My aim of understanding the importance of predictors is to support clinical reasoning. Ideally, the results of the predictor should be ‘understandable’ such that the surgeon can explain why a patient is classified as a high risk patient. I.e. I would like to combine clinical reasoning (inference, as evidenced in ‘classical’ clinical studies) with the observed patterns (correlation). Perhaps this is a tall order, but I think worth trying. This is one of the reasons why I prefer using tree-based algorithms (rather than neural networks), because it is less of a black box.
To give a specific example: patients with multiple ocular co-morbidities are expected to have high risk of poor outcome. Various clinical studies have tried to ‘prove’ this, but never in relation patterns (i.e. feature importance) that are obtained from machine learning. Now, the current model tells us that co-morbidities are not that important (relative to the other features).
Another example: laterality ends up as second most important feature in the random forest model. Looking at the data, it may be the case that left-eyes have a higher risk of poor outcome. Talking to doctors, this could be explained that, given most doctors are right-handed, operating a left-eye is slightly more complex. But looking at the data naively (histograms on subpopulations) the difference does not seem significant. Laterality ends up in the bottom range with univariate testing.
I understand that the underlying statistics are different (linear vs non-linear) and intuitively I tend to ‘believe’ the results from random forest more. What I’m looking for is sound arguments and reasoning if and why this is indeed the case.
To start with, you should forget about statistical significance and start thinking about uncertainty. For example, if your estimated coefficient is 200 with a standard error of 300, and on a scale where 200 is a big effect, then all you can say is that you’re uncertain: maybe it’s a good predictor in the population, maybe not.

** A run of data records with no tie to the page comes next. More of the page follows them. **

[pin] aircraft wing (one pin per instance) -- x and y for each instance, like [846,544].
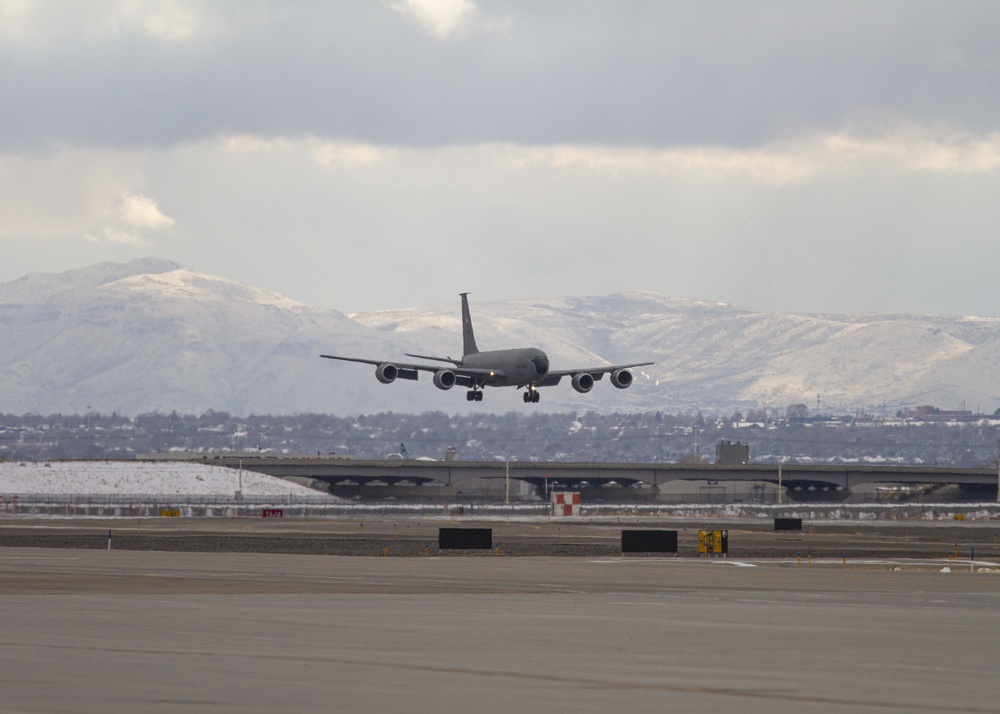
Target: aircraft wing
[553,377]
[409,370]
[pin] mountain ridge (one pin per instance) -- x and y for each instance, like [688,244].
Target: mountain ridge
[154,335]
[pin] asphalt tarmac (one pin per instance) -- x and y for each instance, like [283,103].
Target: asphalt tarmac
[151,631]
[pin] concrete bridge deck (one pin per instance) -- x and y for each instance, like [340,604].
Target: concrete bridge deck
[799,478]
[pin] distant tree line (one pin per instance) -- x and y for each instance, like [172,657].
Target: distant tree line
[652,437]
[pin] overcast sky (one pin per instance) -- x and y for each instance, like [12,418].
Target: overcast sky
[802,157]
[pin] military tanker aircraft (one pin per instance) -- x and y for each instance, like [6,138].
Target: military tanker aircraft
[524,367]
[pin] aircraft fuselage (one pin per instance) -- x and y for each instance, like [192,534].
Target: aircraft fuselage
[517,367]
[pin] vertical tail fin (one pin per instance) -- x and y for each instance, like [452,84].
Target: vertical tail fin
[468,336]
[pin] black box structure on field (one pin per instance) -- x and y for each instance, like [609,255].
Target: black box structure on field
[465,538]
[649,541]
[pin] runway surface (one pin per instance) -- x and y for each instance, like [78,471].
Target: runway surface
[100,631]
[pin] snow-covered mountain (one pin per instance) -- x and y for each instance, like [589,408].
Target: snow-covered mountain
[152,335]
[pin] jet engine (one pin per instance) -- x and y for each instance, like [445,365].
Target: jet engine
[444,379]
[622,378]
[386,373]
[583,382]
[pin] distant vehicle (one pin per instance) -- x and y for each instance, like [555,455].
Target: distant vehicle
[525,368]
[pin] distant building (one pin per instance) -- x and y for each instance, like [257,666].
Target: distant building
[732,452]
[926,411]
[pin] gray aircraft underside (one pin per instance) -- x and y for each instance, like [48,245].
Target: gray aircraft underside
[525,367]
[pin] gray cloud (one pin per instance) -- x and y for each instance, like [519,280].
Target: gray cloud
[534,73]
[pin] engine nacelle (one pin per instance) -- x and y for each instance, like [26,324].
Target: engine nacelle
[583,382]
[444,379]
[386,373]
[622,378]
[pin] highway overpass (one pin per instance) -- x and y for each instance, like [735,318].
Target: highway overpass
[801,482]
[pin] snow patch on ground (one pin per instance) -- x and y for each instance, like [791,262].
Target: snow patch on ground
[139,477]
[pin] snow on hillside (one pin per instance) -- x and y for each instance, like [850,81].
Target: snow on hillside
[152,335]
[140,477]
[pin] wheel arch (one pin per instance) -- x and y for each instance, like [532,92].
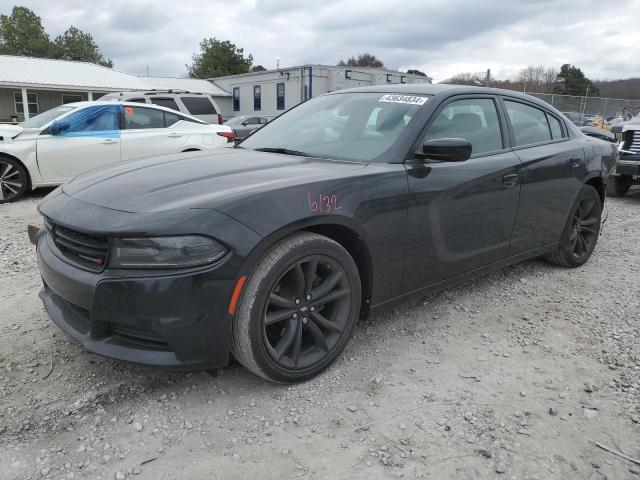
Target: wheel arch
[21,163]
[336,228]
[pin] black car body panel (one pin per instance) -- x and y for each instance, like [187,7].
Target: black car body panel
[412,226]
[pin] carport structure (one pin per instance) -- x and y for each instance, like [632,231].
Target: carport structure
[29,85]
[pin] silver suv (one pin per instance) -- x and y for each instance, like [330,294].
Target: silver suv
[199,105]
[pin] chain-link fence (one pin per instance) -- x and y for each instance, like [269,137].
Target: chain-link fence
[582,110]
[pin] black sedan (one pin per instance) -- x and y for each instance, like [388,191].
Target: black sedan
[344,205]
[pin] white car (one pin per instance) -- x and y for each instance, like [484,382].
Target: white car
[59,144]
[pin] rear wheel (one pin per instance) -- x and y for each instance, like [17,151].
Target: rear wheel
[581,231]
[298,309]
[618,185]
[13,180]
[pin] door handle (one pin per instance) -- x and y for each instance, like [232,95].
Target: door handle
[510,180]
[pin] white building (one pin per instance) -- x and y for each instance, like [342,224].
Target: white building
[271,92]
[42,84]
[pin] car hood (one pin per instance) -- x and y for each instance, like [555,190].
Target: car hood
[198,180]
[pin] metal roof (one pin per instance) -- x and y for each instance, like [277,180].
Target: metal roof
[17,71]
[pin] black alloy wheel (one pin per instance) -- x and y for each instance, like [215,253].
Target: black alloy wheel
[584,229]
[13,180]
[307,311]
[298,309]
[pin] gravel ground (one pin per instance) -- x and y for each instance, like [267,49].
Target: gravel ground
[514,375]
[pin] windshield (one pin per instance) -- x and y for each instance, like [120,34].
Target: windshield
[235,121]
[350,126]
[45,117]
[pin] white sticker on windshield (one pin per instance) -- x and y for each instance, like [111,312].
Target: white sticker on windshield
[410,99]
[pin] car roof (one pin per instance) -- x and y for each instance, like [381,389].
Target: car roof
[132,104]
[439,88]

Next, try to answer questions as directly as possible. For example, “patients with multiple ocular co-morbidities are expected to have high risk of poor outcome.” To start with, look at the data. Look at the average outcome as a function of the number of ocular co-morbidities. It should be possible to look at this directly. Here’s another example: “it may be the case that left-eyes have a higher risk of poor outcome.” Can you look at this directly? A statement such as “Laterality ends up in the bottom range with univariate testing,” does not seem interesting to me; it’s an indirect question framed in statistical terms (“the bottom range,” “univariate testing”), and I think it’s better to try to ask the question more directly.
Another tip is that different questions can require different analyses. Instead of fitting one model and trying to tell a story with each coefficient, list your questions one at a time and try to answer each one using the data. Kinda like Bill James: he didn’t throw all his baseball data into a single analysis and then sit there reading off conclusions; no, he looked at his questions one at a time.